In a February 2018 interview, Liz Goli, Commissioner of Queensland’s Office of State Revenue (OSR), sat back in her chair: “The machine can actually improve our empathy with our customers,” she reflected. Now that’s interesting – the idea that an unfeeling machine could help human beings be more empathetic towards other human beings!

Late last year, OSR implemented a successful machine learning prototype, and it’s moving forward with a production pilot of this emerging technology. “We don’t want a system where the machine is making decisions. But we do want the machine to offer up next best-action recommendations to our staff that they have the option to follow – or not – based on their experience and knowledge of how the legislation should be applied… We’d also like a system that can ingest Big Data and take action within certain parameters. For example, in case of a natural disaster, the machine might be able to find out which customers are impacted and replace debt-collection notices with proactive letters giving additional time to pay.”

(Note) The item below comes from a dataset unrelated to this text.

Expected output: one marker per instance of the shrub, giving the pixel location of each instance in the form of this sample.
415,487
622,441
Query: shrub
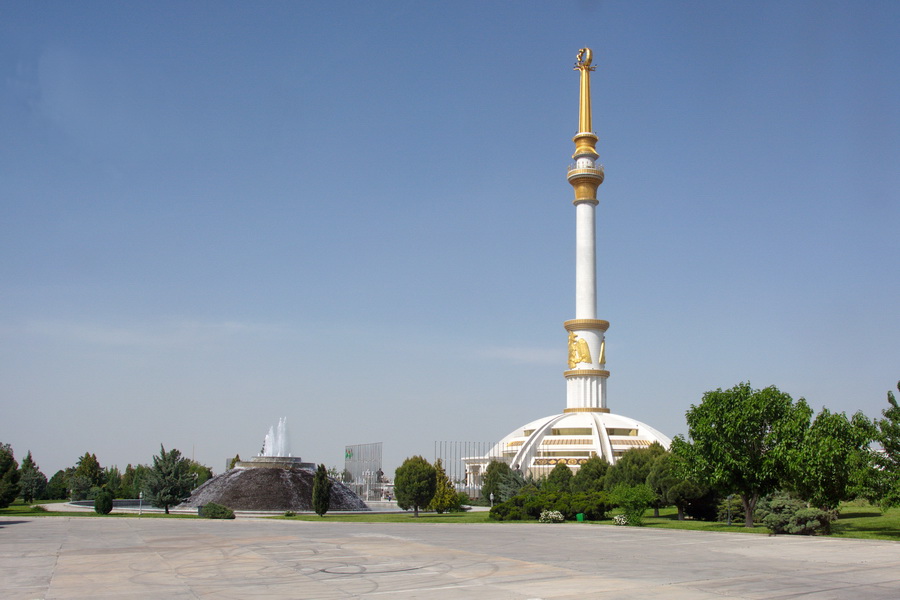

From action-reaction to proactive and personalized

OSR is responsible for collecting taxes and royalties and administering the First Home Owners’ Grant for Australians residing in the State of Queensland. The revenue collected by the Office provides about A$ 17 billion (€11 billion) in annual income for the state, which is reinvested in roads, schools, hospitals, and community services. With less than 500 staff members servicing over 2 million taxpayers, the Office needs to deliver highly efficient and automated services while minimizing costly and time-consuming manual processes. Moreover, OSR needs to unlock the information in the Office’s vast data holdings to deliver the kind of customer-centric, digitally enabled services desired by government, businesses, and the community.

Timely collection of taxation revenue is key to the government’s ability to fund essential services. But each year up to five percent of revenues are uncollected by the due date, amounting to an A$ 882 million (€555 million) liability in FY16. Default on Land Tax is particularly high, with over 15% of revenues uncollected by the due date, amounting to an A$ 112 million (€70 million) liability in FY16.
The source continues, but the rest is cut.